Retracing of Mapping Explicit to Objects (RoMEO)
Extract relevant information from SQL scripts such as source and target tables.
- Target table name: In each sql script the target table name can be derived from the create (table, view, procedure) statement.
Unvalid patterns:
| V1 |
|---|
| with |
Valid patterns:
| V1 |
|---|
| from |
| join |
Filter patterns:
| V1 |
|---|
| case |
| where |
Aggregation patterns:
| V1 |
|---|
| GROUP BY |
| SUM |
| AVG |
Create patterns:
| V1 |
|---|
| create procedure |
| create view |
Insert patterns:
| V1 |
|---|
| insert into |
- Multiple insert into statements: SQL scripts can have multiple insert statements. This implies that the relation is (n x m) for (n) = target table and (m) = source table.
- Scripts without from statements: SQL scripts can just serve the sole purpose to calculate are prepare something and do not refer to a source table load.

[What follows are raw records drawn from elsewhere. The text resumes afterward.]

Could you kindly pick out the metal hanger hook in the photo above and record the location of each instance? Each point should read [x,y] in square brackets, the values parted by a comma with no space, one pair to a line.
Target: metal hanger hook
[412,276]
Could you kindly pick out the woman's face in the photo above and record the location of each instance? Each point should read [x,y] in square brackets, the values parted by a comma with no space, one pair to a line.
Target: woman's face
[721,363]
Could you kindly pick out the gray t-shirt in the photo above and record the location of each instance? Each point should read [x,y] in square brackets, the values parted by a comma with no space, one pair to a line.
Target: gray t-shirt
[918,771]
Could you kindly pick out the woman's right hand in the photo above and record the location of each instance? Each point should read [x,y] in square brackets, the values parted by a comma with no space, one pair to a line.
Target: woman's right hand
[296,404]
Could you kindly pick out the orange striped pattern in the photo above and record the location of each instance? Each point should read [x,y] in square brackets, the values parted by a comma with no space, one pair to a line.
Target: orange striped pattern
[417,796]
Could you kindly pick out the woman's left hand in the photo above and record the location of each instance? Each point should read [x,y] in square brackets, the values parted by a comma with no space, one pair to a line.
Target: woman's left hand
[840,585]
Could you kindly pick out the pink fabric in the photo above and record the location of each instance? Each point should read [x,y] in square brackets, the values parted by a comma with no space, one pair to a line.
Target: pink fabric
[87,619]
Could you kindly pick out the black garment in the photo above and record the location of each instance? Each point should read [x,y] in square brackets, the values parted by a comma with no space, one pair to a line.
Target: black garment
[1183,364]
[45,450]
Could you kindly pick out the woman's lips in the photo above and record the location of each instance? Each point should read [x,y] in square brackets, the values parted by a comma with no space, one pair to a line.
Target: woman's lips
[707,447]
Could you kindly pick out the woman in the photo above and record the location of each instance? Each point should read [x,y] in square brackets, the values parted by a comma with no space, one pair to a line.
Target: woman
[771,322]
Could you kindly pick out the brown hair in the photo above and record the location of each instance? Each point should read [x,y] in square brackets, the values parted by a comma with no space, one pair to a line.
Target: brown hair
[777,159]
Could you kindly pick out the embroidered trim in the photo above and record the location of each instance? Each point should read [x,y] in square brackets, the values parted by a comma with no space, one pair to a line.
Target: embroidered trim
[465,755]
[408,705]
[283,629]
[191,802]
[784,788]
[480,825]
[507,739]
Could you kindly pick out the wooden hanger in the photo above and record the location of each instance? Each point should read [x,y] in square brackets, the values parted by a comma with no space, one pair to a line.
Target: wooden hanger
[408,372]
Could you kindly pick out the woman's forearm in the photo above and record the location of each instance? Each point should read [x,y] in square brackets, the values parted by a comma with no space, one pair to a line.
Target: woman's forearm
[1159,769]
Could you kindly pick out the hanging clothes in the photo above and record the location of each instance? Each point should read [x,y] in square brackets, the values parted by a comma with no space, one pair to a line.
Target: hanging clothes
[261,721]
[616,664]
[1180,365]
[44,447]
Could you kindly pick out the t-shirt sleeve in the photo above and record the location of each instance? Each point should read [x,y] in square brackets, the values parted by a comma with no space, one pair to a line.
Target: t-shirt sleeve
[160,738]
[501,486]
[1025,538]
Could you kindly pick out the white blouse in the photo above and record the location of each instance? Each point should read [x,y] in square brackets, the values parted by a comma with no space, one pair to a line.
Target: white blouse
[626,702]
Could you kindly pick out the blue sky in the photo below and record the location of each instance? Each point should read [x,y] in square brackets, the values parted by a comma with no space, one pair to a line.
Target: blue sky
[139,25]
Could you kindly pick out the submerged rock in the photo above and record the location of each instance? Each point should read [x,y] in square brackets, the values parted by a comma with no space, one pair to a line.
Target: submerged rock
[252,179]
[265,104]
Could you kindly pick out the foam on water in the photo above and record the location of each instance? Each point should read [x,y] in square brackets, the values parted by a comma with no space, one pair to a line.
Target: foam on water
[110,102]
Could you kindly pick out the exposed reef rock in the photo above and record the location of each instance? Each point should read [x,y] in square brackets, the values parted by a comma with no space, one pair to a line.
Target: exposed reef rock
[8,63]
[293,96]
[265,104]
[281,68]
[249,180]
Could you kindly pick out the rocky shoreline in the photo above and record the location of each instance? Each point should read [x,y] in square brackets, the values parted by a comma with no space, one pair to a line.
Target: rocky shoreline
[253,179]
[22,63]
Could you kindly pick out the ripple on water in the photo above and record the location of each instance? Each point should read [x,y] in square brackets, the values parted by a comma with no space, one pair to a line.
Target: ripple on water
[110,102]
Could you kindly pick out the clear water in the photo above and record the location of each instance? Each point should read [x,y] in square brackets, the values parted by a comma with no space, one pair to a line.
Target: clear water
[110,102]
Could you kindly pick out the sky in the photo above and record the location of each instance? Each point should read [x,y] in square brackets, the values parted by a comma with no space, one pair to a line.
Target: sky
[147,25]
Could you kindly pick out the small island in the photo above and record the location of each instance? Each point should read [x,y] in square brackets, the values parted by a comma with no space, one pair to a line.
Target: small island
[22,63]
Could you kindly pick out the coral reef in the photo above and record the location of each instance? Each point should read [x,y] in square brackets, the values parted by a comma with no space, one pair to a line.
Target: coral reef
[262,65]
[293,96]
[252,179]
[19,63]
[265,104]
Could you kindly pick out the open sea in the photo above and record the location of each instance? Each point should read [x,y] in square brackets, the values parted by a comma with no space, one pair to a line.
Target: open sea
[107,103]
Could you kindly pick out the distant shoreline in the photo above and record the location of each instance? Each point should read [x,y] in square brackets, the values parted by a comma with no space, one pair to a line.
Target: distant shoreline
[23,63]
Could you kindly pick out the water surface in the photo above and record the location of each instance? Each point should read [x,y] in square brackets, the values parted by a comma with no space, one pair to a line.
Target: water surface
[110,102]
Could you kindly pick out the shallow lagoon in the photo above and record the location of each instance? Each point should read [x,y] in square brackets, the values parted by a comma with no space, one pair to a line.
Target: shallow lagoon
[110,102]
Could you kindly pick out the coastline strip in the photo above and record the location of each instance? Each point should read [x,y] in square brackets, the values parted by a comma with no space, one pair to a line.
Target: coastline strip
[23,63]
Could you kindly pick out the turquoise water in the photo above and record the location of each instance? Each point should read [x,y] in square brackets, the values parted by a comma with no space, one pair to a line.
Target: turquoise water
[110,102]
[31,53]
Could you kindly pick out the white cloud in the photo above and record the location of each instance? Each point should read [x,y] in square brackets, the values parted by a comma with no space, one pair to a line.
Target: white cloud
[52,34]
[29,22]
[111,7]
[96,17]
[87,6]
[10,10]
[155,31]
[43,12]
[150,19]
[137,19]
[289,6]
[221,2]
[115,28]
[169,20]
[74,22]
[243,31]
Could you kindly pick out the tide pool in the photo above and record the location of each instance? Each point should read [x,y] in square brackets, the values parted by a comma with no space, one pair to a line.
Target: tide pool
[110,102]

- Selected attributes: Selected attributes shall be extracted and thus create per script with one target table and one source table a (1 x n x m) relation with 1 = target table, (n) = source table(s), and (m) = attribute(s).
- Automated join loop: Extracted SQL script shall be joined until end.
- Re-organization of columns in output: Columns in the output table shall reflect lineage steps or layer design (however in legacy systems layer design is often violated).